Most projection consumers in Foundry do not by default take advantage of the fact that the projection is already sorted when doing sort-merge joins, so you may still see a sort in your Spark query plan. In transforms, you can use the Spark profile BUCKET_SORTED_SCAN_ENABLED to modify Spark's behavior based on the fact that the projection is sorted, but this does not always improve performance and can actually make performance worse.
In Foundry, aggregations usually involve performing a shuffle exchange on the dataset (i.e., partitioning the dataset) according to the aggregation key. When reading from a projection that is hash-bucketed (which is the case for all join-optimized projections, but may not be the case for a filter-optimized projection), consumers can avoid this shuffle, which can lead to dramatic performance improvements during aggregations. A primary key expectation check on a dataset that is updated incrementally in an append-only fashion is a case where a projection (on the primary key columns) is especially beneficial, both because of the compaction performed by the projection and because of the fact that the hash-bucketing of the projection can be leveraged in the aggregation used to compute the expectation.

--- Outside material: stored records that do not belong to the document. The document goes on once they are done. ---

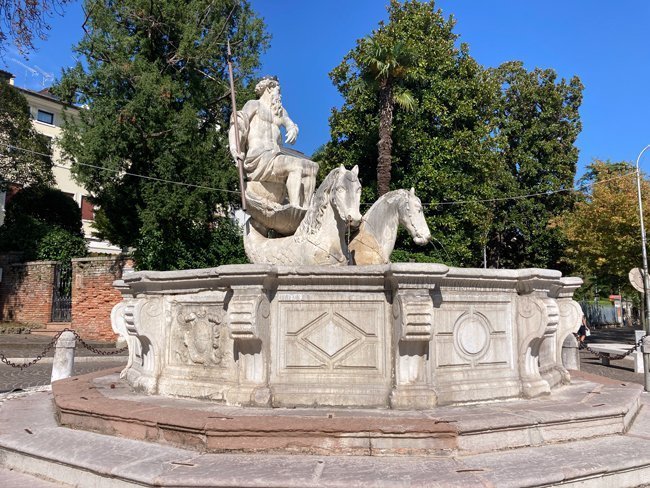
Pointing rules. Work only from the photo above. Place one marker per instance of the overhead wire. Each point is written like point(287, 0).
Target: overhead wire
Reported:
point(429, 204)
point(120, 172)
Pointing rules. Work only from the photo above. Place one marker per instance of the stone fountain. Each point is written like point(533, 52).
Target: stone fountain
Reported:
point(301, 327)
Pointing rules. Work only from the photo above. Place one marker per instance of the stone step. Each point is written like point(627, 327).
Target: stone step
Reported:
point(32, 442)
point(586, 409)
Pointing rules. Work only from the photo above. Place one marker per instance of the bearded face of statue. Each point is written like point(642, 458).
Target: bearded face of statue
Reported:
point(276, 100)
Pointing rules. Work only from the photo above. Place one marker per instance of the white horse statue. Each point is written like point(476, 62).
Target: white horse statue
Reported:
point(321, 236)
point(376, 238)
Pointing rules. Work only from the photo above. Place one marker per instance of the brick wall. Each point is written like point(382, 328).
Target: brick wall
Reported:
point(93, 295)
point(26, 290)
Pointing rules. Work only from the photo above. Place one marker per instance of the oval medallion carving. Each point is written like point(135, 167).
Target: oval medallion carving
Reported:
point(472, 335)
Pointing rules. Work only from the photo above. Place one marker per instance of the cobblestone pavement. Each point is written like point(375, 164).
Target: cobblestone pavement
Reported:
point(16, 346)
point(39, 374)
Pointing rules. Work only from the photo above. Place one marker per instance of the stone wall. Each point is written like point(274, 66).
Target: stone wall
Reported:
point(93, 295)
point(26, 290)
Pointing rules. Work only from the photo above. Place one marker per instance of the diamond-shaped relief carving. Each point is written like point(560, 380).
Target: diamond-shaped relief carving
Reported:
point(331, 338)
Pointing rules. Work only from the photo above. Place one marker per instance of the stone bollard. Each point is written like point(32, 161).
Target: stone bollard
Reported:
point(570, 353)
point(63, 356)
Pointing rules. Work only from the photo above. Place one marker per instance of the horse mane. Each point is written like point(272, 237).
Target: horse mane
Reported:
point(313, 219)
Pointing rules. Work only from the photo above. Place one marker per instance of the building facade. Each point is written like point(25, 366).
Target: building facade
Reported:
point(47, 118)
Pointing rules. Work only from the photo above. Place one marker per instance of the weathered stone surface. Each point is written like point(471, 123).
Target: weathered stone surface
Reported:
point(375, 240)
point(406, 336)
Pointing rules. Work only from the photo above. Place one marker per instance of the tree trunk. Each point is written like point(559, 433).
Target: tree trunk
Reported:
point(385, 144)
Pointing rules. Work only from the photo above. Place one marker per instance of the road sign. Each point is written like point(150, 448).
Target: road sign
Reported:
point(636, 278)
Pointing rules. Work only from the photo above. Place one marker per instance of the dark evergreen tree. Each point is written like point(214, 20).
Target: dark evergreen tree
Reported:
point(474, 138)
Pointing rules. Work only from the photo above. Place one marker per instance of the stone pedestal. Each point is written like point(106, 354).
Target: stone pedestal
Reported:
point(403, 336)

Incremental pipelines can result in very high file counts, and correspondingly degraded read performance. For example, a pipeline that writes ten partitions every five minutes will write over a million files per year. These are difficult to read for many reasons, including such things as simply producing the list of input partitions.
Projections provide a way to compact incremental pipelines such as these transparently. Just set up a projection, optimized for either filters or joins, and reads will use the projection. Learn more about using projections for incremental pipelines.
Note that consumers can still take advantage of the filter or join optimizations of the projection, even if the projection is not fully up-to-date with the canonical dataset, as long as there were no SNAPSHOT or DELETE transactions (or UPDATE transactions that modified existing files) on the canonical dataset between the latest transaction at the time that the projection was last built and the current latest transaction on the canonical dataset.
CSV is an inefficient file format for querying data, but it is common for data that is uploaded to Foundry (via Data Connection from a file system source, manual uploads, etc.) to initially be in CSV format. Creating a transform job is one way to convert these CSVs to a more efficient format such as Parquet. Alternatively, you can add a projection; read operations will use the optimized projection for better performance, while the dataset still contains the original CSV files.